Plusieurs nous avouent sentir l’arrivée de temps nouveaux, plus difficiles. Telle cette jeune patronne d’une trattoria du hameau de Costamezzana, dans la commune de Noceto, en Émilie-Romagne, au pied des Apennins. Elle doit faire face à de nouveaux impôts et est inquiète pour l’avenir. Elle se demande pourquoi elle doit payer pour les erreurs de sa classe politique. Ou cette hôtelière près d’Ivrea, patrie d’Olivetti, dans le Piémont, qui a vu fondre sa clientèle et doit, elle aussi, assumer des hausses d’impôts et des baisses de revenus liées à la délocalisation des entreprises locales.

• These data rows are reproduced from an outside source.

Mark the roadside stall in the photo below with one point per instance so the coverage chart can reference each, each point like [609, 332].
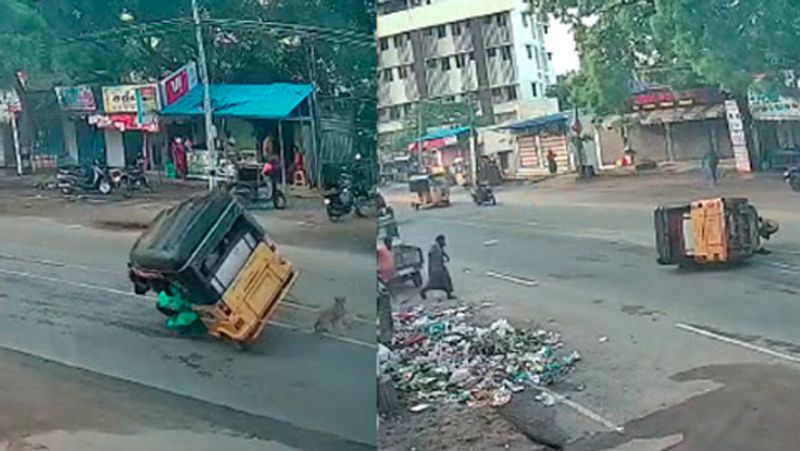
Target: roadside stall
[252, 121]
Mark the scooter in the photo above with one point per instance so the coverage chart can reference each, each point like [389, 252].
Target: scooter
[341, 202]
[94, 179]
[483, 194]
[792, 178]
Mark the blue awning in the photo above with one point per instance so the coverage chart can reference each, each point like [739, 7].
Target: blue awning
[273, 101]
[539, 123]
[446, 133]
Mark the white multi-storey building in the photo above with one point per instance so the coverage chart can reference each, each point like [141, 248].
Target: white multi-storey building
[489, 51]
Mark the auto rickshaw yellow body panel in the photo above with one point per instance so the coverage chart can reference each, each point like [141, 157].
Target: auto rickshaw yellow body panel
[251, 300]
[709, 231]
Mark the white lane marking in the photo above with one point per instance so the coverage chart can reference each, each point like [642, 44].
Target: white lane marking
[585, 411]
[46, 262]
[513, 279]
[733, 341]
[89, 286]
[58, 264]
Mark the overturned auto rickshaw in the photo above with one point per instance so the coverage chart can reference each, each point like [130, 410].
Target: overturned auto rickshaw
[432, 190]
[213, 267]
[710, 231]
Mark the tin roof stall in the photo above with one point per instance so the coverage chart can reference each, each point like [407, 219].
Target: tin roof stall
[446, 148]
[255, 120]
[535, 138]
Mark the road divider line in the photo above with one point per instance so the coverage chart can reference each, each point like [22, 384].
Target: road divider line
[583, 410]
[58, 264]
[513, 279]
[740, 343]
[89, 286]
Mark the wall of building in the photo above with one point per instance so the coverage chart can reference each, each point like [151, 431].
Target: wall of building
[690, 141]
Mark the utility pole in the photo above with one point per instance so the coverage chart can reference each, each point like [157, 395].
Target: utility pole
[206, 82]
[473, 136]
[420, 128]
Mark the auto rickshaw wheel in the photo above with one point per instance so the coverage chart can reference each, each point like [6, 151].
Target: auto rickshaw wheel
[279, 201]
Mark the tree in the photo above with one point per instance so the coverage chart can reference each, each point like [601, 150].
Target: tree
[679, 43]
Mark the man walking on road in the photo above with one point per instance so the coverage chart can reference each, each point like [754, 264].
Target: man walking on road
[438, 275]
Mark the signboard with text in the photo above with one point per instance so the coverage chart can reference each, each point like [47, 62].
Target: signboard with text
[131, 99]
[76, 98]
[179, 83]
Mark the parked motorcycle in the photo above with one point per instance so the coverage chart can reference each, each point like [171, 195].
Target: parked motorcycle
[483, 194]
[341, 201]
[792, 178]
[93, 179]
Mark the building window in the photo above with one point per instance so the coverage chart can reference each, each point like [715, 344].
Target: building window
[501, 20]
[512, 93]
[446, 63]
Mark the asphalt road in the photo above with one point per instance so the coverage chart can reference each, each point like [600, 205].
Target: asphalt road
[583, 262]
[65, 298]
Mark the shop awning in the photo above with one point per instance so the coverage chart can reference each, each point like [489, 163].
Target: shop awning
[668, 116]
[273, 101]
[439, 139]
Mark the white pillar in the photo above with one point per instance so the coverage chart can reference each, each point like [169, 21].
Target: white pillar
[115, 149]
[70, 139]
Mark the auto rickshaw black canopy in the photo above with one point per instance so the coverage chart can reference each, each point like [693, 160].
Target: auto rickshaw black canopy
[173, 237]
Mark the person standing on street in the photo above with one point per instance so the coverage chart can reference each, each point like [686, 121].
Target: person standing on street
[438, 275]
[710, 164]
[385, 261]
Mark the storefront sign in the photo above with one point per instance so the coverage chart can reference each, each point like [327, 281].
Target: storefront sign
[123, 123]
[736, 127]
[76, 98]
[773, 107]
[131, 99]
[179, 83]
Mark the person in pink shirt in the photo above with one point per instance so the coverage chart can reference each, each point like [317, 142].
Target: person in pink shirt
[385, 261]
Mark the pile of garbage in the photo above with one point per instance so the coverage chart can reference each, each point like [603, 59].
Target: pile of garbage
[441, 355]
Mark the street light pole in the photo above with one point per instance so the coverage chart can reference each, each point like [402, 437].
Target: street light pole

Il nous semblerait hasardeux de dire que c’est la croissance, la compétitivité et la globalisation économique qui vont empêcher ces régions de sombrer elles aussi. Des commerçants italiens, des tenanciers d’hôtels et de restaurants nous disent craindre une expérience « à la française », à la ArcelorMittal, à la Peugeot. À l’image d’Ivrea, où les difficultés d’Olivetti ont provoqué la fonte de la clientèle des hôtels-restaurants, ces villages sont dépendants de sociétés dont le marché n’est pas du tout local.
La combinaison globalisation-compétition-libéralisation provoque de nombreuses destructions d’emplois. Ce n’est pas simple, mais un certain degré d’encadrement et de protectionnisme ne nous semble pas absurde. Il faut encourager les entrepreneurs locaux, la création d’entreprises locales et donc d’emplois locaux.
Un fort tissu social local est une base de développement importante qui apporte de la stabilité. C’est ce qui est ressorti des moments vécus et des personnes rencontrées tout au long de notre marche. Et c’est sans doute en rupture avec les croyances financières et économiques que nous rencontrons chaque jour dans nos métiers.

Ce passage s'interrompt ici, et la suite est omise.